# The Cloud Bill

> Every provider sent an invoice. Every month tells a different story.

Canonical URL: <https://datadriven.io/problems/monthly_spend_pivot_by_provider>

Domain: SQL · Difficulty: medium · Seniority: L3

## Problem

Show monthly cloud spend pivoted by provider. Each month should be a row, with separate columns showing total amount for AWS, GCP, and Azure. Only include completed billing entries. Return the month and each provider's total.

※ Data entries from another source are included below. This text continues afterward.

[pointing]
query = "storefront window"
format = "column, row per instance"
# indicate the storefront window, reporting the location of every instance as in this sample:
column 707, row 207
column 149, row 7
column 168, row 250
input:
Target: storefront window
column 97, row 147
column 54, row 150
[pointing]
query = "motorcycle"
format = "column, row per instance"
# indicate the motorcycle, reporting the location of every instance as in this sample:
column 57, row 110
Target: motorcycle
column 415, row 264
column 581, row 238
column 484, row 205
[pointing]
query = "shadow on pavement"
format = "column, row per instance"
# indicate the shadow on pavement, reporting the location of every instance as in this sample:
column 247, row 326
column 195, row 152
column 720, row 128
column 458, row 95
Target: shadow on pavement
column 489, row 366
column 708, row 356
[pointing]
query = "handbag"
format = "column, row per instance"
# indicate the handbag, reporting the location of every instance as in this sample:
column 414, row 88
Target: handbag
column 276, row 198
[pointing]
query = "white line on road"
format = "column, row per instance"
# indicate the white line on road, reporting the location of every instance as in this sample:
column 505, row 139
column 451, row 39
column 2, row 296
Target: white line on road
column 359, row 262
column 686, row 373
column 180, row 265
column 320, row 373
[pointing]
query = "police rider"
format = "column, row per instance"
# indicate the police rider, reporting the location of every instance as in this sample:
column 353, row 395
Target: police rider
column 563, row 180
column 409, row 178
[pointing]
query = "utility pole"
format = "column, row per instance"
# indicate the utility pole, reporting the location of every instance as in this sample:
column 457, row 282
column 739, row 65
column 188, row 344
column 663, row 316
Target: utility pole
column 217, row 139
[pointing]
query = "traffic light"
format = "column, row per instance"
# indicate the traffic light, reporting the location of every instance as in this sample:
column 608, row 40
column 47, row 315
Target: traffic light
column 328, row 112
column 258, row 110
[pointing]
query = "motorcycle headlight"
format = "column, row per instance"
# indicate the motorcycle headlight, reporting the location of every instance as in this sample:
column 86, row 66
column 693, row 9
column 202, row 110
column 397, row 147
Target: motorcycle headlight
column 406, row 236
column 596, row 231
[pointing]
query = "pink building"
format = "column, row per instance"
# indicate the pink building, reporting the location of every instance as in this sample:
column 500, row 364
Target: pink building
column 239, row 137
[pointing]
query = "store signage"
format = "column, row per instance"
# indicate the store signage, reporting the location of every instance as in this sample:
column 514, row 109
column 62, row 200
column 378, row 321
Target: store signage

## Worked solution and explanation

### Why this problem exists in real interviews

This focuses on pivot and conditional aggregation within cloud_costs, specifically around the provider column. Interviewers present it in mid-level screens because the edge cases around NULL values and boundary conditions reveal depth of understanding.

> **Trick to Solving**
>
> SQL lacks a native PIVOT operator in most dialects. The trick is conditional aggregation with `CASE WHEN` inside aggregate functions.
> 
> 1. Identify the column whose values become output columns
> 2. Write `SUM(CASE WHEN col = 'val' THEN metric END)` for each pivot value
> 3. Group by the row identifier

---

### Break down the requirements

#### Step 1: Aggregate with SUM

Group by the output grain and apply `SUM()` to compute the metric. The `GROUP BY` must match exactly what the output needs: one row per group key.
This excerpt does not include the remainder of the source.